San Diego’s three National Cancer Institute (NCI)-designated Cancer Centers—Sanford Burnham Prebys Medical Discovery Institute, UC San Diego Moores Cancer Center, and the Salk Institute—are part of a collaboration known as the San Diego National Cancer Institute Cancer Centers Council (C3). C3 was formed to share distinct core resources to accelerate the understanding and treatment of cancer.
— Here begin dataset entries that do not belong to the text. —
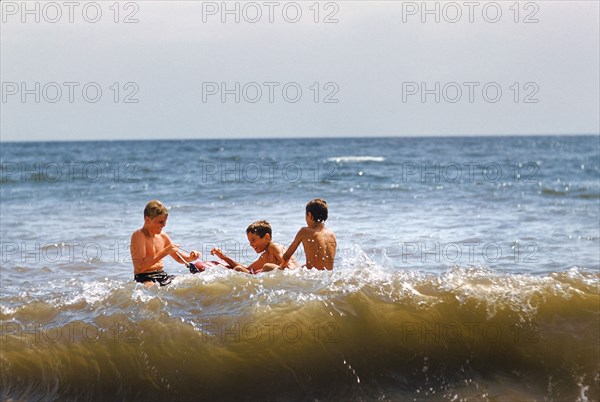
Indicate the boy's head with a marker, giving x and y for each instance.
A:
(317, 208)
(155, 208)
(259, 235)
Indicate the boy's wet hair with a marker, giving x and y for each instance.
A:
(155, 208)
(318, 209)
(261, 228)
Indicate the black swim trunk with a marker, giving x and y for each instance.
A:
(160, 277)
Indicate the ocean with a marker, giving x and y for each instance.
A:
(467, 269)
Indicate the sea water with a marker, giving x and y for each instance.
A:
(467, 268)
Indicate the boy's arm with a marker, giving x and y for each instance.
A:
(142, 262)
(217, 251)
(292, 249)
(258, 264)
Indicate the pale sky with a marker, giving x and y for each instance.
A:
(297, 69)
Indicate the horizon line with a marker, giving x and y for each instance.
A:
(308, 137)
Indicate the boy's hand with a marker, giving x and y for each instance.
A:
(172, 248)
(217, 251)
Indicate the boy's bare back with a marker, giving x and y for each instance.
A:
(319, 242)
(320, 245)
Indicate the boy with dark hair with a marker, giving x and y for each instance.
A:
(259, 235)
(319, 242)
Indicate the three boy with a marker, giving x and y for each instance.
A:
(149, 245)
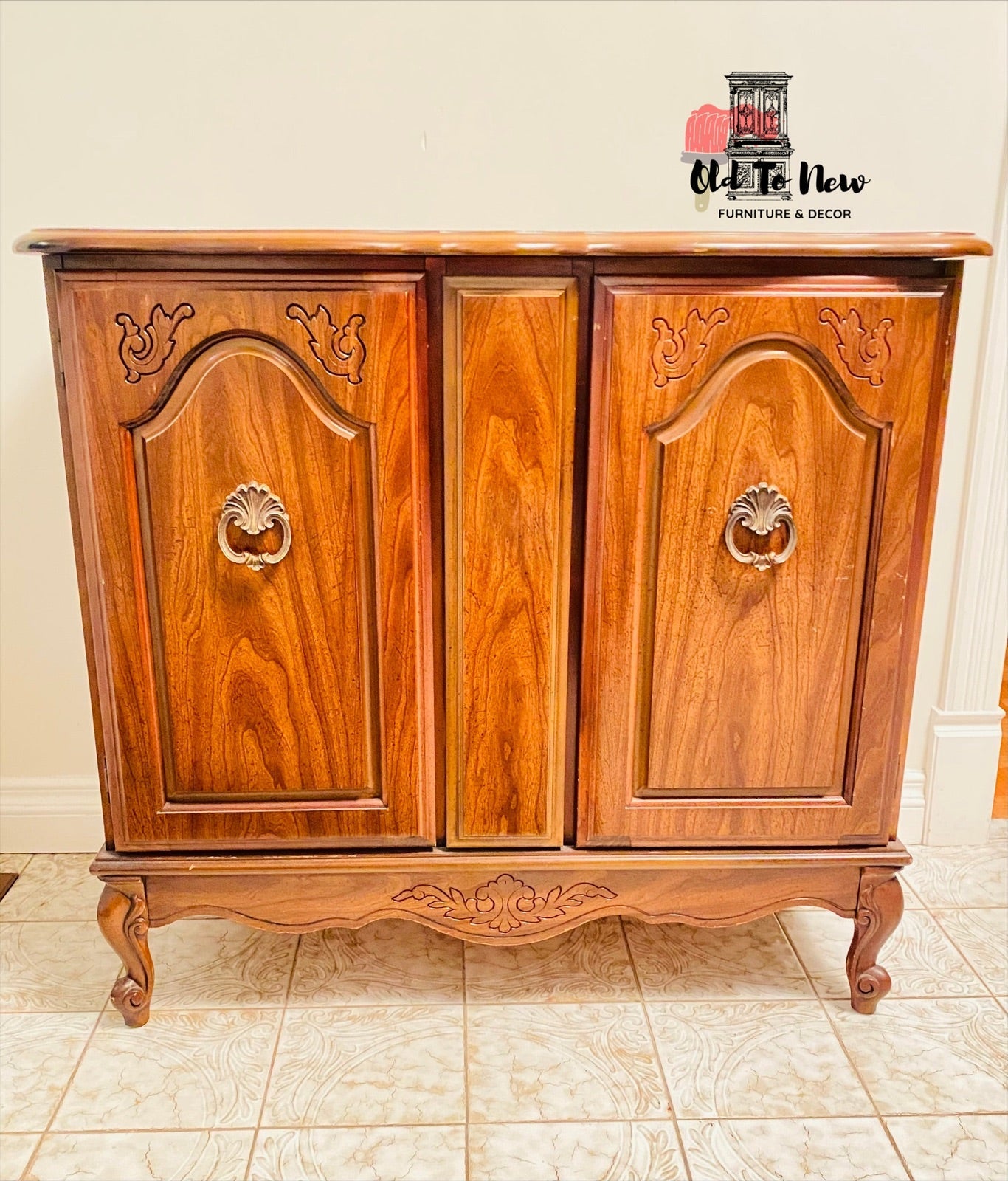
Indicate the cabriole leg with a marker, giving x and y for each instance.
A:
(123, 919)
(880, 909)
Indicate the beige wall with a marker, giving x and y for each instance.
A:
(559, 116)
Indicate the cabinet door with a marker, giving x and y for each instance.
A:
(252, 472)
(760, 470)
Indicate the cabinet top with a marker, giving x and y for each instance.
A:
(496, 242)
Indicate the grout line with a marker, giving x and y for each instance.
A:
(846, 1054)
(672, 1114)
(69, 1084)
(616, 1121)
(952, 939)
(273, 1058)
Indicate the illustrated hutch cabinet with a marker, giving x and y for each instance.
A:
(501, 582)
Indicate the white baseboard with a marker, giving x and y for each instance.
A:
(961, 773)
(51, 815)
(65, 815)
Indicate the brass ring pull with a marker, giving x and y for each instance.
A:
(253, 508)
(762, 508)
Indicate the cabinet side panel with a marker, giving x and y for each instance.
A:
(510, 362)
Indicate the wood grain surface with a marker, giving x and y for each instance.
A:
(269, 679)
(711, 688)
(291, 704)
(510, 372)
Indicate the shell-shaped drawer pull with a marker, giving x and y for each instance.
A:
(254, 508)
(762, 508)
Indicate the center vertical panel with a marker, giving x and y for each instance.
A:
(510, 379)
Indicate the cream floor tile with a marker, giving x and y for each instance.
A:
(787, 1149)
(982, 937)
(919, 956)
(679, 963)
(382, 964)
(953, 1147)
(38, 1053)
(214, 964)
(588, 964)
(368, 1066)
(575, 1151)
(754, 1058)
(360, 1154)
(923, 1057)
(210, 1155)
(960, 877)
(562, 1062)
(55, 968)
(53, 887)
(15, 1151)
(201, 1069)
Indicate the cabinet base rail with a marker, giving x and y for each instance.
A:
(496, 898)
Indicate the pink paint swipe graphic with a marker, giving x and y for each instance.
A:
(707, 130)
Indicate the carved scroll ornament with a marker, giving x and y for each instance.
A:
(866, 354)
(762, 508)
(504, 903)
(143, 351)
(254, 508)
(675, 354)
(340, 351)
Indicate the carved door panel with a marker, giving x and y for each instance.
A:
(510, 360)
(757, 475)
(260, 582)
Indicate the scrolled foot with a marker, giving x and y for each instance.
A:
(123, 919)
(878, 912)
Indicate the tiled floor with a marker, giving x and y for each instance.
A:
(618, 1050)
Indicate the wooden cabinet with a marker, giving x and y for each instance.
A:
(510, 371)
(742, 681)
(500, 584)
(253, 458)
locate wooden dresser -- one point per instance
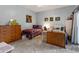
(56, 38)
(9, 33)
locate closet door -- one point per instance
(18, 32)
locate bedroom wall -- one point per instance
(18, 13)
(63, 13)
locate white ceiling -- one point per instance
(39, 8)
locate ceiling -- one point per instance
(39, 8)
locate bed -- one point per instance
(35, 31)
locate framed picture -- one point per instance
(57, 18)
(45, 19)
(51, 18)
(28, 19)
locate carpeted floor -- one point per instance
(37, 45)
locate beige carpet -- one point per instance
(37, 45)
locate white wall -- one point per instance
(18, 13)
(63, 13)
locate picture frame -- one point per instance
(28, 19)
(57, 18)
(45, 19)
(51, 18)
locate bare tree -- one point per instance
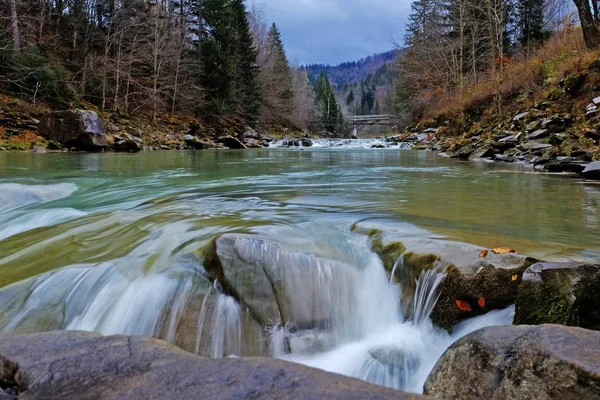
(14, 24)
(588, 17)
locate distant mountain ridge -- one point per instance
(349, 73)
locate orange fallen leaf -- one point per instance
(503, 250)
(463, 305)
(481, 302)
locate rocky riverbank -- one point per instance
(78, 365)
(27, 127)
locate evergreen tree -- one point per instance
(331, 113)
(246, 87)
(215, 48)
(228, 59)
(530, 22)
(281, 75)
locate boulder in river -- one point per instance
(75, 128)
(78, 365)
(485, 151)
(592, 171)
(560, 293)
(568, 164)
(196, 143)
(276, 284)
(520, 362)
(232, 142)
(127, 143)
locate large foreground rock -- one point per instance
(470, 275)
(279, 285)
(522, 362)
(560, 293)
(592, 171)
(79, 128)
(77, 365)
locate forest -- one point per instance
(464, 53)
(207, 58)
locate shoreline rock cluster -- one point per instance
(547, 142)
(77, 365)
(529, 360)
(84, 130)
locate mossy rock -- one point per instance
(560, 293)
(497, 286)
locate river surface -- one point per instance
(99, 241)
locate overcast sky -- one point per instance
(334, 31)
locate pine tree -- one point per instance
(331, 112)
(350, 98)
(228, 59)
(215, 40)
(281, 75)
(530, 22)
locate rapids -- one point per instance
(115, 244)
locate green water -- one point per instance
(59, 210)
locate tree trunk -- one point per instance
(14, 25)
(591, 34)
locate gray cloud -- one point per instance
(334, 31)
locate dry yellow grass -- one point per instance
(563, 53)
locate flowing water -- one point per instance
(114, 243)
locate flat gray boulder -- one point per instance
(79, 128)
(77, 365)
(520, 362)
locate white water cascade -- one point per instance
(361, 330)
(348, 144)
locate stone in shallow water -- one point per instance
(592, 171)
(80, 128)
(520, 362)
(560, 293)
(77, 365)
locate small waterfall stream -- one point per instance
(368, 338)
(337, 309)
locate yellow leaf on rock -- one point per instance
(503, 250)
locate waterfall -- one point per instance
(426, 294)
(227, 328)
(359, 327)
(399, 263)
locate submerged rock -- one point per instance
(127, 143)
(469, 276)
(78, 128)
(565, 165)
(232, 143)
(196, 143)
(482, 152)
(523, 362)
(275, 284)
(592, 171)
(77, 365)
(560, 293)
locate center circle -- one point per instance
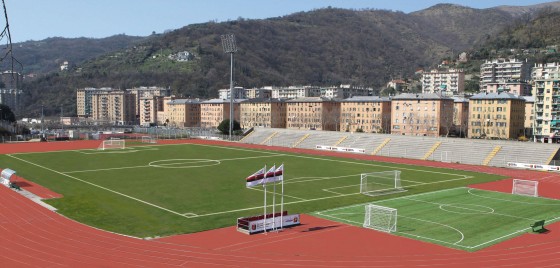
(184, 163)
(466, 208)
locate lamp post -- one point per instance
(228, 43)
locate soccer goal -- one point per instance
(148, 139)
(525, 187)
(380, 218)
(112, 144)
(379, 183)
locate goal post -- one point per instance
(525, 187)
(112, 144)
(380, 218)
(148, 139)
(378, 183)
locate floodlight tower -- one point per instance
(228, 42)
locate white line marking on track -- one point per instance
(99, 186)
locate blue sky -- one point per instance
(40, 19)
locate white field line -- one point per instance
(413, 235)
(261, 190)
(470, 209)
(285, 203)
(171, 164)
(343, 161)
(514, 201)
(340, 219)
(504, 236)
(86, 150)
(103, 169)
(98, 186)
(363, 204)
(347, 186)
(322, 213)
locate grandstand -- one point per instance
(453, 150)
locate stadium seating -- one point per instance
(453, 150)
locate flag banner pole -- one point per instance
(274, 207)
(282, 201)
(264, 185)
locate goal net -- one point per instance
(381, 218)
(112, 144)
(148, 139)
(378, 183)
(525, 187)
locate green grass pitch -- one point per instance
(462, 218)
(149, 191)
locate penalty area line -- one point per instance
(99, 186)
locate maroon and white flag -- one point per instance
(256, 179)
(275, 174)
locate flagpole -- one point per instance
(264, 185)
(282, 201)
(274, 202)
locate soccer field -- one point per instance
(159, 190)
(462, 218)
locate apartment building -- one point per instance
(183, 113)
(293, 92)
(460, 126)
(114, 107)
(497, 116)
(365, 113)
(152, 110)
(398, 84)
(11, 97)
(11, 80)
(261, 112)
(258, 93)
(427, 114)
(147, 92)
(214, 111)
(239, 93)
(316, 113)
(529, 115)
(344, 91)
(546, 90)
(545, 71)
(501, 70)
(520, 88)
(84, 100)
(447, 82)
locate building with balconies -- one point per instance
(502, 70)
(113, 107)
(546, 91)
(496, 116)
(427, 114)
(261, 112)
(214, 111)
(447, 82)
(183, 113)
(315, 113)
(365, 113)
(147, 92)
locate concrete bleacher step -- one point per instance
(301, 140)
(431, 151)
(269, 138)
(247, 136)
(551, 156)
(340, 141)
(491, 155)
(380, 147)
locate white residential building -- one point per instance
(502, 70)
(446, 82)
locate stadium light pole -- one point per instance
(228, 43)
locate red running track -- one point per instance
(32, 236)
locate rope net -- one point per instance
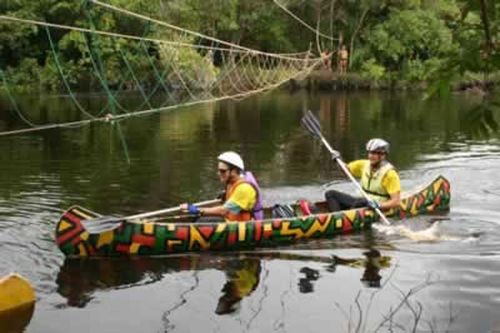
(168, 66)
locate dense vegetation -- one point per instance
(412, 40)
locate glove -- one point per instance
(373, 205)
(192, 209)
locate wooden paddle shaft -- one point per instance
(169, 210)
(343, 166)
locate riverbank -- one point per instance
(324, 80)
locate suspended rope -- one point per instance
(188, 69)
(298, 19)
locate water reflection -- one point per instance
(16, 320)
(79, 279)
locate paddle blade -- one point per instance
(311, 124)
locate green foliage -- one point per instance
(408, 39)
(373, 71)
(411, 40)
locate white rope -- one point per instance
(174, 27)
(109, 117)
(137, 38)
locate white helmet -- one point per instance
(377, 145)
(232, 158)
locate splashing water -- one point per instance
(431, 234)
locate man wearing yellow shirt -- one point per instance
(242, 201)
(378, 179)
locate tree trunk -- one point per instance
(486, 26)
(353, 37)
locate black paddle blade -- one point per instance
(310, 123)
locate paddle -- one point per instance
(311, 123)
(105, 223)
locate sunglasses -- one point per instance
(376, 152)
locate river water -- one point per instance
(374, 281)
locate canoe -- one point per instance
(148, 237)
(17, 300)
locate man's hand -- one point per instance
(190, 208)
(373, 205)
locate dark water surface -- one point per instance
(365, 282)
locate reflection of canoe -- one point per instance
(154, 238)
(17, 299)
(78, 279)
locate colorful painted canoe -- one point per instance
(155, 238)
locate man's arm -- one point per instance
(393, 202)
(214, 211)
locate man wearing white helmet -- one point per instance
(242, 200)
(379, 180)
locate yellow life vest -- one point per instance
(372, 181)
The Cancer Centers Council is a collaborative effort between the three NCI-designated Cancer Centers in the San Diego area (UC San Diego, Salk Institute, and Sanford Burnham Prebys) to leverage their collective talents and resources. The initial core facility-based initiative of the C3 focuses on enhancing inter-institutional sharing of a unique core facility at each Center. Recharge rates in these cores have been negotiated to be the host institutions’ cancer center member internal rate plus 16% indirect cost. This reduced cost access to unique cores, along with enhanced outreach by the cores, provides valuable new technical resources to the C3 members.
Biorepository and Tissue Technology Core in the UC San Diego Moores Cancer Center is a developing collection of plasma, serum, RNA stabilized buffy coat, urine, viable tumor samples, and formalin-fixed paraffin-embedded tumor; with associated clinical information. Urine and blood-derived specimens are available from a wide variety of cancer cases and cancer-free controls. Tumor sample availability is more limited. Samples are collected from consented subjects, and de-identified clinical information on the subjects is available. The initial tumor collection is predominately from breast and gastrointestinal malignancies. The core can provide anonymized samples from the repository, or ongoing sample collection.
Gene Transfer, Targeting and Therapeutics Core (GT3) in the Salk Institute Cancer Center GT3 (formerly called the Viral Vectors core) provides design, consultation and production services for retrovirus (MMLV/MSCV), lentivirus (HIV/EIAV), adeno-associated virus (AAV), adenovirus (Ad5), rabies virus (g-deleted SAD B19) and vesicular stomatitis virus (VSV) -based viral vector systems. The core offers stocks of DNA shuffled AAV libraries, which allow for selection of novel serotypes with unique transduction properties on cells of interest, as well as non-viral delivery technologies based on mini-intronic plasmid (MIP). In addition, GT3 offers vector titration services, vector purification services, Replication Competent Lentivirus (RCL) testing, and limited custom cloning and vector services. Several advanced instruments are available for use in the core on a charge-back basis, including a NanoSight system for sizing and counting viral particles, a GE AKTA system for protein purification, and an Eppendorf liquid handling system.
The Chemical Library and High-Throughput Screening core in the Sanford Burnham Prebys Cancer Center is also a part of the C3 collaborative agreement. The core includes: the Assay Development facility that supports the development and optimization of robust and sensitive high throughput-ready assays (384 or 1536 well) with a wide variety of readouts; the Chemical Library and High-Throughput Screening facility provides high throughput screening utilizing the core’s focused libraries or broad collections of compounds (>800,000 compounds total) and extensive robotics; and the High Contrast Screening facility develops assays for screening with high-throughput microscopy, and assists with all aspects of screening and analysis, including algorithm development. These cores are part of the integrated chemical biology and drug discovery efforts in Sanford Burnham Prebys’ Prebys Center.